Le Figaro. Suplemento literario del domingo. 29 de febrero de 1908.

 

MAUPASSANT EN SARTROUVILLE

 

Dado que cada uno aporta su pequeño recuerdo, he aquí el mío.

Guy de Maupassant, al que conocí en casa de Flaubert, en el pequeño apartamento oriental de la calle Murillo, se me apareció una buena mañana a orillas del Sena, en un rincón en el que yo acababa de plantar mi tienda. Esa era la imagen de la que nos servimos para decir que construimos la ermita donde esperamos vivir nuestra vida. Esto acontecía en Sartrouville, frente a Maisons-Laffitte.

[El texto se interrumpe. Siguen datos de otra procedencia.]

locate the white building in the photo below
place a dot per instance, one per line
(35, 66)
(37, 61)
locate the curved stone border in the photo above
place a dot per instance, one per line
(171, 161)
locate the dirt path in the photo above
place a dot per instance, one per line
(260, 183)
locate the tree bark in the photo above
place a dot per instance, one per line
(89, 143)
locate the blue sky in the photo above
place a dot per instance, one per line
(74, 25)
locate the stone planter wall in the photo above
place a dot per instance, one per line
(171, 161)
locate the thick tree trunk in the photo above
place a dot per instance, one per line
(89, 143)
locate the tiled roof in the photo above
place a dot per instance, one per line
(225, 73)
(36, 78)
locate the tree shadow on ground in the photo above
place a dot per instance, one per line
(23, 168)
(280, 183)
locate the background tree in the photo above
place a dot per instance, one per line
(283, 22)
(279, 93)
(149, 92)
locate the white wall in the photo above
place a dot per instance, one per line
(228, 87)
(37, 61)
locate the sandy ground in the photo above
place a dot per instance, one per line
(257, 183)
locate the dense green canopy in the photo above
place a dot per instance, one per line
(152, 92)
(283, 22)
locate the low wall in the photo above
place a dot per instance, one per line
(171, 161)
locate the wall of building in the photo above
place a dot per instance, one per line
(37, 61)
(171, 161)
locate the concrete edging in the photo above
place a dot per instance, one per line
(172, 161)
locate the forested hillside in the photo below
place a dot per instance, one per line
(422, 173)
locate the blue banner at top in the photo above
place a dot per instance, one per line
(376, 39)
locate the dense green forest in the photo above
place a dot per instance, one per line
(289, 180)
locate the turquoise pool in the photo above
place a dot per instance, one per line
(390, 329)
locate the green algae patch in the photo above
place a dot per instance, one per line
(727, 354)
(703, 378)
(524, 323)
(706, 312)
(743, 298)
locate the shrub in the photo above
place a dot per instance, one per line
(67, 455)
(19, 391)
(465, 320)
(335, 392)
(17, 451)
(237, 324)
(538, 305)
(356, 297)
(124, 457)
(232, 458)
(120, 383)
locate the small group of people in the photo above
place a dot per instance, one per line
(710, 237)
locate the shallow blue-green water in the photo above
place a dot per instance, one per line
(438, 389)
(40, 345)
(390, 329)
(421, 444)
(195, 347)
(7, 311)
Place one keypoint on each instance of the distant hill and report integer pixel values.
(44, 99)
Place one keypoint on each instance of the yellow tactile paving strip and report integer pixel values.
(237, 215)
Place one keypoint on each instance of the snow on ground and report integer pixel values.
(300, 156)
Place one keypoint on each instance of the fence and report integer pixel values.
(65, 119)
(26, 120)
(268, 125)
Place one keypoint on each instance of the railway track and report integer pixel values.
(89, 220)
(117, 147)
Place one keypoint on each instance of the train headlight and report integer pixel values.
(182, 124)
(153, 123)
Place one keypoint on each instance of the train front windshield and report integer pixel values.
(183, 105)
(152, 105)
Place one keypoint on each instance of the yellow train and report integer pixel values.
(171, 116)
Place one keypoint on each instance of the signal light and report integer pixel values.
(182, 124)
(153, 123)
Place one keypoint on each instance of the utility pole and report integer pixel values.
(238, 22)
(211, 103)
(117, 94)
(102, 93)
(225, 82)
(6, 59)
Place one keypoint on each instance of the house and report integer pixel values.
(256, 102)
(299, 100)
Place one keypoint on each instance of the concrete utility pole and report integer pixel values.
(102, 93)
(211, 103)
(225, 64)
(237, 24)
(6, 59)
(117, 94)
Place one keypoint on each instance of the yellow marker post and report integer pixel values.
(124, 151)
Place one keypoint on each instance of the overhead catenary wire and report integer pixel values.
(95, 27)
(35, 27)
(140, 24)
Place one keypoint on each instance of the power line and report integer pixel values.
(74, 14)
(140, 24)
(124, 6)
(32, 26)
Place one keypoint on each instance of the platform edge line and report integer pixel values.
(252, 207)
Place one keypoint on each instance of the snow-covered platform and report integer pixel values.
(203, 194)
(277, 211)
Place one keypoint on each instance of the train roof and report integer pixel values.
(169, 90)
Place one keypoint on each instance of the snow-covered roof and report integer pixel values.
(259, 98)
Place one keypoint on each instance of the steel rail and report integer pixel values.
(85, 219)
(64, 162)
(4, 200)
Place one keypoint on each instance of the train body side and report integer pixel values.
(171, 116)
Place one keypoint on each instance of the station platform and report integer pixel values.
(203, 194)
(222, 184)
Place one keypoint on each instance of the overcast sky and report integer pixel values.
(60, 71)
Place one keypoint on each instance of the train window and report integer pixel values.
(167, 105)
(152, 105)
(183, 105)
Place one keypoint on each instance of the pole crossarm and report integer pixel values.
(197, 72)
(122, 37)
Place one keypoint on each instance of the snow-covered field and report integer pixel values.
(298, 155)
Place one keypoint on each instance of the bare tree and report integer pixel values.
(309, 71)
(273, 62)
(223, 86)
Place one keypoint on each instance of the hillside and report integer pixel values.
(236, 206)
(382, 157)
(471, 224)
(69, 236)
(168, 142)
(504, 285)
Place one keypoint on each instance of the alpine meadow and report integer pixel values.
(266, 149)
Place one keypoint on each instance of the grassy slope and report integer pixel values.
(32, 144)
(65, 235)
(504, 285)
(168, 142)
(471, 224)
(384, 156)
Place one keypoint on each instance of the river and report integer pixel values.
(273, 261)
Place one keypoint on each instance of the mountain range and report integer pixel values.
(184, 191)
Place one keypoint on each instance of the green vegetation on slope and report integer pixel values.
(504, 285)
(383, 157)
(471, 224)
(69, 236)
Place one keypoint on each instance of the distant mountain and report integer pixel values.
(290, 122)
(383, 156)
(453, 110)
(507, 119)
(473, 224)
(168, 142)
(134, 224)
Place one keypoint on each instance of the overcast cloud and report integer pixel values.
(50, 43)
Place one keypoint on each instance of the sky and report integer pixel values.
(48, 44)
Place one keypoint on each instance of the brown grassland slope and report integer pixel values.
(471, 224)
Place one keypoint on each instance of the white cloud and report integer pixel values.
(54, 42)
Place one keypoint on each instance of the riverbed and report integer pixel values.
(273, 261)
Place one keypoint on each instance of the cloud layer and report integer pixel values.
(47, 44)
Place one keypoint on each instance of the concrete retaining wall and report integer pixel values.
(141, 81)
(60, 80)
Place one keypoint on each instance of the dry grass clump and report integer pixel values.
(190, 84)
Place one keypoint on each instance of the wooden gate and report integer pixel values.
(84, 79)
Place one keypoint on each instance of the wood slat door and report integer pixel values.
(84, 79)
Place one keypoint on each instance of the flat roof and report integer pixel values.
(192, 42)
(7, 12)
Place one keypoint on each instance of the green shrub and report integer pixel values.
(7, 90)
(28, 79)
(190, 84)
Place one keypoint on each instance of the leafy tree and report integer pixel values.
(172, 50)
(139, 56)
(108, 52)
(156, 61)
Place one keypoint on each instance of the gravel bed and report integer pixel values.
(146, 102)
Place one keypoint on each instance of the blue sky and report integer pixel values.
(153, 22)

Maupassant llevaba un metro en la mano. Este instrumento podía parecer simbólico en la mano de un poeta; sin embargo, me intrigó.

–¿Me preguntas qué significa esto? Te lo diré allá arriba. Ven conmigo.

Era el verano de 1880. Nuestro común origen normando nos incitaba a considerar que hacía un gran calor ese día.

–Ven a echar un vistazo allá arriba.

Ese allá arriba no podía ser lejos. No había allí más que una casa blanca, precedida de un jardincillo. Bordeaba el camino de la orilla, desde el que se podía ver un barco desplegando sus velas y escuchar los gritos de las lavanderas.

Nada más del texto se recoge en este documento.